Da tempo si assiste ad una costante demolizione delle barriere comunicative, ad una contaminazione di stili che finisce in una disastrosa corsa all’indietro rispetto ad una scala ideale di ruoli. Indubbiamente la crisi dei partiti sul finire del Novecento ha comportato l’atomizzazione delle istanze, delle rivendicazioni democratiche che un tempo trovavano proprio nella politica il luogo del confronto dialettico, capace di dare risposte alle legittime richieste che provenivano dal basso.
La perdita di questa mediazione tra le istituzioni e la popolazione, ha finito con il favorire le rivendicazioni corporative a difesa dei propri interessi: i tassisti, gli agricoltori, i balneari, giusto per restare ad argomenti di recente discussione, sono la rappresentazione fedele di un processo di spappolamento della nostra società, incapace di selezionare interlocutori credibili, in grado di trovare una sintesi e di tenere insieme le tessere del mosaico democratico.
Se poi è la stessa politica a ricorrere alla protesta per sostenere certe rivendicazioni, utilizzando slogan ed improperi, risulta difficile pensare che gli elettori possano reputare che il voto, la delega democratica, il confronto civile siano ancora dei valori in cui credere, declinando invece nelle urla e nei pugni battuti sul tavolo quali mezzi per avere ragione.
Probabilmente siamo ai titoli di coda: dopo aver visto imprenditori vestirsi da politici, comici trasformarsi in capipopolo, ci mancavano i politici che cavalcano la piazza, sbertucciando i tutori dell’ordine, apostrofando ministri e sottosegretari.
Il risultato è una sorta di maionese impazzita, dove tempo fa erano stati proprio i sindaci ad essere definiti dal governatore “questuanti e pellegrini”.
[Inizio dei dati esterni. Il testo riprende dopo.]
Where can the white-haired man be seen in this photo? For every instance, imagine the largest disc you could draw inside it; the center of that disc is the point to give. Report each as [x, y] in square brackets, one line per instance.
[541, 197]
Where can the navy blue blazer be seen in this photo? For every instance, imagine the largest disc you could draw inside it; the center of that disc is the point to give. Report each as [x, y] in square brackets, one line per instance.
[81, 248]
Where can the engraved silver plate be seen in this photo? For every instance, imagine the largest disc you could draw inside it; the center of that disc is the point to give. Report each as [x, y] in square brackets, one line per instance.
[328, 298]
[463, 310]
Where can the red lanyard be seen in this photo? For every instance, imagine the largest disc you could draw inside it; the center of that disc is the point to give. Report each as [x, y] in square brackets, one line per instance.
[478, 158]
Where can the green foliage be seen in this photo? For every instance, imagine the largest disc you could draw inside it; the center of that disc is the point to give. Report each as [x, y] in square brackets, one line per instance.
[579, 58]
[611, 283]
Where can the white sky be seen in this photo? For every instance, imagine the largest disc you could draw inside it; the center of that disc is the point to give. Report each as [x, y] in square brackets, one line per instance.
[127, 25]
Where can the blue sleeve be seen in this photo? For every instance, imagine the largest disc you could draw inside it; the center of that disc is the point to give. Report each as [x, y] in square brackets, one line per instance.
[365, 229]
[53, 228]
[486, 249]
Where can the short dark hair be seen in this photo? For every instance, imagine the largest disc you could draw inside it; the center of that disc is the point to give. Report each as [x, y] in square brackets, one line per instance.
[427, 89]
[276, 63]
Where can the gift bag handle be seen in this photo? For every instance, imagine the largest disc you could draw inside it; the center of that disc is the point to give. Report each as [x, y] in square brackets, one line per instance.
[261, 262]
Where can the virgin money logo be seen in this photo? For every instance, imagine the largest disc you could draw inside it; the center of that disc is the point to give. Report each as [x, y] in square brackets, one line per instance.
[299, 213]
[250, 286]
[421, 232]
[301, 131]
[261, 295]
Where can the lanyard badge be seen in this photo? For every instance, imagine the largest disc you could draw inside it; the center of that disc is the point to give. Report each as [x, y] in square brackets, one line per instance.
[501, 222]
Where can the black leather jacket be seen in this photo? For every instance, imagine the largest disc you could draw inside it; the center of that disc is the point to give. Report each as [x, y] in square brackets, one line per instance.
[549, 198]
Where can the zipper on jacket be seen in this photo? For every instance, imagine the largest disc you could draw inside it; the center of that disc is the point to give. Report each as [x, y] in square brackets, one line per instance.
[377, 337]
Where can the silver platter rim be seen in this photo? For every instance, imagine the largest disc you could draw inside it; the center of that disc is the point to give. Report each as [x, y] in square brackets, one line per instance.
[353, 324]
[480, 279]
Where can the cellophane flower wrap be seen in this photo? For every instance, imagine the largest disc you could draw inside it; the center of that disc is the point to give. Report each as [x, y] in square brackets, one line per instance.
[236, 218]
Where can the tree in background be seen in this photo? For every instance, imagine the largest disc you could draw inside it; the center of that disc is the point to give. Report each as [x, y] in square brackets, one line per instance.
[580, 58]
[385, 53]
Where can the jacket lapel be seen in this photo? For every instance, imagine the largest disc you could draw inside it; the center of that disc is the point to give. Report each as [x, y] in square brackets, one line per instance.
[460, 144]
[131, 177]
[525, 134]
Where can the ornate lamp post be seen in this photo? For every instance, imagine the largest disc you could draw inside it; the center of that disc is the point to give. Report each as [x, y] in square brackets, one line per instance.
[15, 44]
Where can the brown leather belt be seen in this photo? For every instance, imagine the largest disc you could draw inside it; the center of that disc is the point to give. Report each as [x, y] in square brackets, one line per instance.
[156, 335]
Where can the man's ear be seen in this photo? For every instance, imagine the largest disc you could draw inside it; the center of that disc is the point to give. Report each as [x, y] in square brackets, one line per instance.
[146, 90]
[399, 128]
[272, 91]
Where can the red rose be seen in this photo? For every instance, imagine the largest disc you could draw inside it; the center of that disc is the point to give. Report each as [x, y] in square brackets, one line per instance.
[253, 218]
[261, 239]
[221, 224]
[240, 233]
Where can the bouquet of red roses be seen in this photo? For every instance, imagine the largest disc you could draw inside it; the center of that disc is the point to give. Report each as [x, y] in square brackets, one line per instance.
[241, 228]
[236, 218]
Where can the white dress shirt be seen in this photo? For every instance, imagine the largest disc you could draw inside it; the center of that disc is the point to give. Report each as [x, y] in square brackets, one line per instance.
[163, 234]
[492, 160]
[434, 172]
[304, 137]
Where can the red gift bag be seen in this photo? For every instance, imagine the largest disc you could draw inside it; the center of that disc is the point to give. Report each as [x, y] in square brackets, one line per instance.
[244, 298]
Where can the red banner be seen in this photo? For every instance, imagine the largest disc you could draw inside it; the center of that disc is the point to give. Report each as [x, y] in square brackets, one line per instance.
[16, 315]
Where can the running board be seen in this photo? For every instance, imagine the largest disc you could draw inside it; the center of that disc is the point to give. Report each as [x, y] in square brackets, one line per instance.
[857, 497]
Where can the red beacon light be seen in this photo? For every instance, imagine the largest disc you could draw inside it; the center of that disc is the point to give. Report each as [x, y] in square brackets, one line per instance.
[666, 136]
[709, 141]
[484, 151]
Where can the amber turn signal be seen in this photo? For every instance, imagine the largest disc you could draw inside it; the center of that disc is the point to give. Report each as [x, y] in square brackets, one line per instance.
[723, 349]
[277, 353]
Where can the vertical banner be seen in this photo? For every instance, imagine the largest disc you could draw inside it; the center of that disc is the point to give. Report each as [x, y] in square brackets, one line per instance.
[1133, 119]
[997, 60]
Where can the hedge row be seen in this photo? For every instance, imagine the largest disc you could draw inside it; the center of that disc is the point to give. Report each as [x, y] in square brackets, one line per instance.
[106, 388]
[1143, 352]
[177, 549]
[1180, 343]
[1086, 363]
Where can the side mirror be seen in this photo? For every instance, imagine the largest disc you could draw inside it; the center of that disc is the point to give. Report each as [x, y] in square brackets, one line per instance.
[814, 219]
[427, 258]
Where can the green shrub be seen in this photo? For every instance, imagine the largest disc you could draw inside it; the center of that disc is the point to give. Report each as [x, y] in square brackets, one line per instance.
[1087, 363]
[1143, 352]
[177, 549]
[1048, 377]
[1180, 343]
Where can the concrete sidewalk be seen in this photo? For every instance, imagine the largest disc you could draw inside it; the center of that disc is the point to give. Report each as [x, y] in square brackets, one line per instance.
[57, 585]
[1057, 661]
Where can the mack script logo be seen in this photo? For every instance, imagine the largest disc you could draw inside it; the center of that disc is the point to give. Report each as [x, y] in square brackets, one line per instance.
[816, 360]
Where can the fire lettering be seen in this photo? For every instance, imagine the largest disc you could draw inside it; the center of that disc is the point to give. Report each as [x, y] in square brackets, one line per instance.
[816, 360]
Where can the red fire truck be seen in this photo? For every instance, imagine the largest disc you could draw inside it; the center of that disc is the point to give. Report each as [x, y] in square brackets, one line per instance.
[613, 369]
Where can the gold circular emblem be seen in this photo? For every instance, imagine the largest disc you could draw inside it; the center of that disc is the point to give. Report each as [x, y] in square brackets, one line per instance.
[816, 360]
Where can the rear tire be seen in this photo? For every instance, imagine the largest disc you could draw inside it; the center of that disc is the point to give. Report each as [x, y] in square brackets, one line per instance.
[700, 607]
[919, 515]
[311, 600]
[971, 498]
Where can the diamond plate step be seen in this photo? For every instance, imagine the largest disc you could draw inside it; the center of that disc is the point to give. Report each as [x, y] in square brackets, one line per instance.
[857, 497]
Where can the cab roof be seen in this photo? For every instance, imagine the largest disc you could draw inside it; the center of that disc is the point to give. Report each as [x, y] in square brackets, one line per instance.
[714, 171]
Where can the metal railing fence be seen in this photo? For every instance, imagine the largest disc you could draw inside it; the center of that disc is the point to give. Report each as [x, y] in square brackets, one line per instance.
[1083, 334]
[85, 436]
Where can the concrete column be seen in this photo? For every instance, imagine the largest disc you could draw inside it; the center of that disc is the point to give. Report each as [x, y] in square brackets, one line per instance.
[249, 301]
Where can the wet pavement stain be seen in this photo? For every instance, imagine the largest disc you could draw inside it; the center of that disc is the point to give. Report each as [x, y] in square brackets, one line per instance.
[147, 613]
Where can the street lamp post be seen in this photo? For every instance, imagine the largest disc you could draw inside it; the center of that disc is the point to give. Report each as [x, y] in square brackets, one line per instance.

Gli stessi che, a fronte di tematiche serie, oggi vengono utilizzati come delle silenziose comparse sul set della strada, divenuta luogo di processione mediatica, smarrendo così quel senso di appartenenza alla stessa categoria, quella degli eletti dal popolo che, in ogni democrazia rappresentativa, hanno il dovere di parlarsi civilmente, sforzandosi di trovare soluzioni possibili e concrete.
E’ tempo di tornare nei ranghi, di allontanarsi dalle telecamere, di smettere di scimmiottare gli imitatori, di ritrovare quel senso dello Stato ed il rigore che il proprio ruolo impone.
È necessario, se davvero si vuole riacquistare quella autorevolezza smarrita da troppo tempo, che finisca questa lunga ed estenuante ricreazione fatta di troppi monologhi e di inutili turpiloqui.
Lasciando le piazze ai cittadini ed utilizzando le sedi istituzionali per i propri compiti, magari chiedendo di essere ricevuti attraverso i protocolli tradizionali e non con le prove di forza e le bussate al portone.